Rakyat
Cerpen Idwar Anwar
"Sebagai rakyat, aku hanya berharap semoga saja setelah menjadi tangga, kita ini tidak dilupakan. Setelah orang-orang yang naik dan duduk di atas kursi yang empuk, tidak lupa bahwa untuk mencapai tempat di atas tersebut, mereka harus melalui tangga. Ya, minimal pelihara baik-baiklah tangga itu, jangan hanya ketika ingin di pakai, baru dilirik," ujar Dogel saat aku baru saja tiba dan duduk di dalam warung Daeng Tima, dibawah pohon rindang dipinggir jalan.
Dogel temanku yang selama ini kukenal sebagai orang yang sangat masa bodoh dengan politik, tiba-tiba begitu peduli dengan yang namanya politik."Gel, Gel, maksud kamu itu apa, pakai kata tangga-tangga segala dan lagian buat apa juga kita bicara masalah politik," timpalku, sambil memperbaiki duduk dan seperti biasa, memesan segelag kopi pahit.
Selama ini aku memang sangat tidak peduli dengan politik. Tidak peduli siapa yang akan jadi Presiden, menteri, anggota MPR/DPR atau segala tetek bengek pemerintahan. Mending jadi rakyat biasa. Menjadi rakyat sangat mudah. Tak perlu melalui prosedur macam-macam. erbeda dengan ABRI, atau ketika ingin menjadi pejabat pemerintah atau anggota DPR/MPR, semuanya arus melalui banyak seleksi. Ya, sekali lagi menjadi rakyat memang mudah dan tetap langgeng. Coba, mana ada yang disebut mantan atau bekas rakyat.
"Begini," Dogel kembali membuka percakapan, "Pemilihan umum kan sudah selesai. Dan kamu tahu pemilu itu gunanya untuk apa. Kan untuk memilih wakil-wakil kita yang natinya akan duduk di kursi legislatif. Itu berarti rakyat, ya kita-kita inilah, telah dijadikan tangga oleh orang-orang pintar. Ya, bahasa kerennya, para politisi. Bagus kalau mereka kita kenal, kalau tidak! Dan lebih bagus lagi kalau suara kita-kita ini, setelah mereka duduk di kursi empuk, mau di dengar." Dogel begitu serius menjelaskan. Diteguknya segelas kopi yang berada di depannya, dan satu demi satu pisang goreng yang dipesannya meluncur dengan mulus ke dalam mulutnya.
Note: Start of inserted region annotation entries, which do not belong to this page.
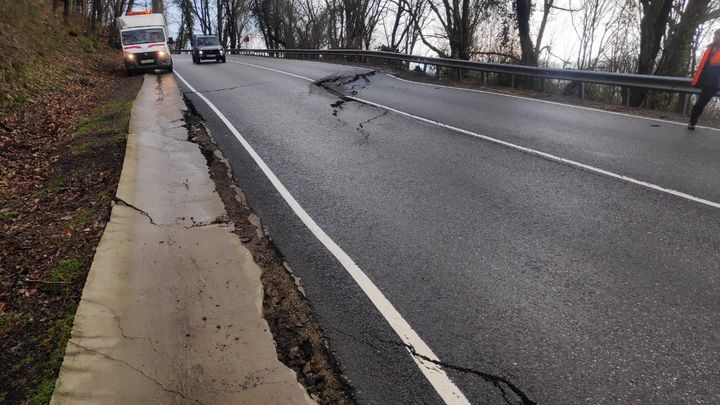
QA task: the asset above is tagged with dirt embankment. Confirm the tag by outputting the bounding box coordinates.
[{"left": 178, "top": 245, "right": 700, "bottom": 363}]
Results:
[
  {"left": 185, "top": 99, "right": 355, "bottom": 404},
  {"left": 0, "top": 1, "right": 141, "bottom": 404}
]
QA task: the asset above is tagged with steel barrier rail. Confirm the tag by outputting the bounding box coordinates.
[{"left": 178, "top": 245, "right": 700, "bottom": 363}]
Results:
[{"left": 174, "top": 49, "right": 700, "bottom": 108}]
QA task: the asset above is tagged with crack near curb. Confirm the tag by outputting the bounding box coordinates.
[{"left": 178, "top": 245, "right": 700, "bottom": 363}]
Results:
[
  {"left": 396, "top": 342, "right": 537, "bottom": 405},
  {"left": 77, "top": 298, "right": 168, "bottom": 357},
  {"left": 184, "top": 215, "right": 233, "bottom": 229},
  {"left": 68, "top": 340, "right": 205, "bottom": 405},
  {"left": 112, "top": 196, "right": 168, "bottom": 226}
]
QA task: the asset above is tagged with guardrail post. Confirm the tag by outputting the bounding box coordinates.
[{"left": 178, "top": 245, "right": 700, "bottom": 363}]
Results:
[{"left": 625, "top": 87, "right": 630, "bottom": 107}]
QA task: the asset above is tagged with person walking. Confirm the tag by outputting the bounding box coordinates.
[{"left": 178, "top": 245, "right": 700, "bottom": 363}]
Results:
[{"left": 688, "top": 29, "right": 720, "bottom": 130}]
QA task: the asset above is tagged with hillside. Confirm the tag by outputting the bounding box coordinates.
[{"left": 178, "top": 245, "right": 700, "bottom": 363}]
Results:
[{"left": 0, "top": 0, "right": 141, "bottom": 404}]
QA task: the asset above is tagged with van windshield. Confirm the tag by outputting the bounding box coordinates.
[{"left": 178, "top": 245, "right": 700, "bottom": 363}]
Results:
[
  {"left": 122, "top": 28, "right": 165, "bottom": 45},
  {"left": 195, "top": 37, "right": 220, "bottom": 46}
]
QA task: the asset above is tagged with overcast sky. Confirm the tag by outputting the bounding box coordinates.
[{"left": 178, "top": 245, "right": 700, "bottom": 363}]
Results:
[{"left": 142, "top": 0, "right": 710, "bottom": 66}]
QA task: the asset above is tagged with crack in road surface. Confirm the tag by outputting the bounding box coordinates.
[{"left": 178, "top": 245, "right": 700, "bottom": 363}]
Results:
[
  {"left": 355, "top": 110, "right": 388, "bottom": 138},
  {"left": 113, "top": 196, "right": 169, "bottom": 226},
  {"left": 112, "top": 196, "right": 232, "bottom": 229},
  {"left": 314, "top": 70, "right": 376, "bottom": 101},
  {"left": 401, "top": 343, "right": 537, "bottom": 405},
  {"left": 68, "top": 340, "right": 205, "bottom": 405}
]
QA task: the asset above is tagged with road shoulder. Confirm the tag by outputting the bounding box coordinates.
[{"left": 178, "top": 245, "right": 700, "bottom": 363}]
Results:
[{"left": 47, "top": 75, "right": 312, "bottom": 404}]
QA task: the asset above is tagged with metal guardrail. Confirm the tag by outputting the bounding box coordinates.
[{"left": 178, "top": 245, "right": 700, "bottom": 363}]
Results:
[{"left": 175, "top": 49, "right": 699, "bottom": 109}]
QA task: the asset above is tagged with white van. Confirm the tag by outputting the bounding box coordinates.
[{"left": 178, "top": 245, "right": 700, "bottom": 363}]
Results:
[{"left": 118, "top": 11, "right": 173, "bottom": 74}]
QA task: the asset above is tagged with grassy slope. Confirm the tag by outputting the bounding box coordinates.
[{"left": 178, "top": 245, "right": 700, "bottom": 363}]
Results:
[{"left": 0, "top": 0, "right": 140, "bottom": 404}]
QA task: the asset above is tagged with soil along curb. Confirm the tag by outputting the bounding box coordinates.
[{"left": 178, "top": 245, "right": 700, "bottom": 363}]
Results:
[{"left": 51, "top": 75, "right": 312, "bottom": 404}]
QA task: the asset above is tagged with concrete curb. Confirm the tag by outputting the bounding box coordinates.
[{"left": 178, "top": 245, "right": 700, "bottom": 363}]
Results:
[{"left": 51, "top": 75, "right": 313, "bottom": 405}]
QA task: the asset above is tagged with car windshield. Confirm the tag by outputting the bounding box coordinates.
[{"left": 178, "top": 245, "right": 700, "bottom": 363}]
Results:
[
  {"left": 122, "top": 28, "right": 165, "bottom": 45},
  {"left": 195, "top": 37, "right": 220, "bottom": 46}
]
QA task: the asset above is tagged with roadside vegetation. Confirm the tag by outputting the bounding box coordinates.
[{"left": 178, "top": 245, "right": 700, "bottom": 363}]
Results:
[{"left": 0, "top": 0, "right": 141, "bottom": 404}]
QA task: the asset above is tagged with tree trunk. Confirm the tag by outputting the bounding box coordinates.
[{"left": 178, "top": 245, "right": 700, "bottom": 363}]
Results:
[
  {"left": 656, "top": 0, "right": 710, "bottom": 76},
  {"left": 515, "top": 0, "right": 538, "bottom": 66},
  {"left": 623, "top": 0, "right": 673, "bottom": 107}
]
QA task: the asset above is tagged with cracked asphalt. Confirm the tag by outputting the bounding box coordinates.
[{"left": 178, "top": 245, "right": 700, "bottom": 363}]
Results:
[{"left": 174, "top": 56, "right": 720, "bottom": 404}]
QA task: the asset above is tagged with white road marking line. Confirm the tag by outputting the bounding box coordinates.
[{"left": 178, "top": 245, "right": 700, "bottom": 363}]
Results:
[
  {"left": 228, "top": 62, "right": 720, "bottom": 208},
  {"left": 387, "top": 73, "right": 720, "bottom": 131},
  {"left": 175, "top": 68, "right": 470, "bottom": 405}
]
Daeng Tima, si empunya warung, hanya berdiri terbengong. Dogel tiba-tiba begitu lain. Saya sebagai teman yang sangat mengenalnya juga ikut terbengong.
"Bu, tambah pisang gorengnya." Dogel kembali menambah pisang goreng yang telah habis di piringnya, sembari memperbaiki duduknya, ia kembali berkomentar.
"Kamu tahu," ucapnya dengan mimik serius, "Selama puluhan tahun suara kita dibungkam. Jeritan kita hanya dianggap angin lalu. Kita tak pernah mau didengarkan. Apa kita ini mau terus-terusan diperlakukan seperti itu? Mikir dong, kamu ini jadi rakyat sekarang harus bersikap tegas. Sekarang kan era keterbukaan, era reformasi. Kita tidak boleh takut."
Sejenak aku hanya terdiam dan tiba-tiba menjadi sadar. Dogel memang benar. Rakyat, yang selama ini aku anggap menyenangkan, ya, ternyata hanyalah sepotong kata yang tak memiliki makna bagi yang menyandangnya. Kata-kata itu pula yang sering terdengar dan mengiang-ngiang digendang telinga. Banyak yang selalu mengatasnamakan rakyat untuk kepentingan pribadi atau kelompok. Mereka sering mengelu-elukan rakyat, namun dibalik itu mereka sebenarnya hanya memanfaatkan rakyat.
"Bagaimana, kamu setuju dengan ucapanku," tanyanya tiba-tibamengagetkanku."Ya, ya.....Lantas apa yang harus kita perbuat?".
"Kamu ini benar-benar bodoh. Ya, kita harus menuntut orang-orang yang telah menjadikan kita tangga. Jangan mentang-mentang mereka telah mendapatkan posisi yang empuk, lantas melupakan kita."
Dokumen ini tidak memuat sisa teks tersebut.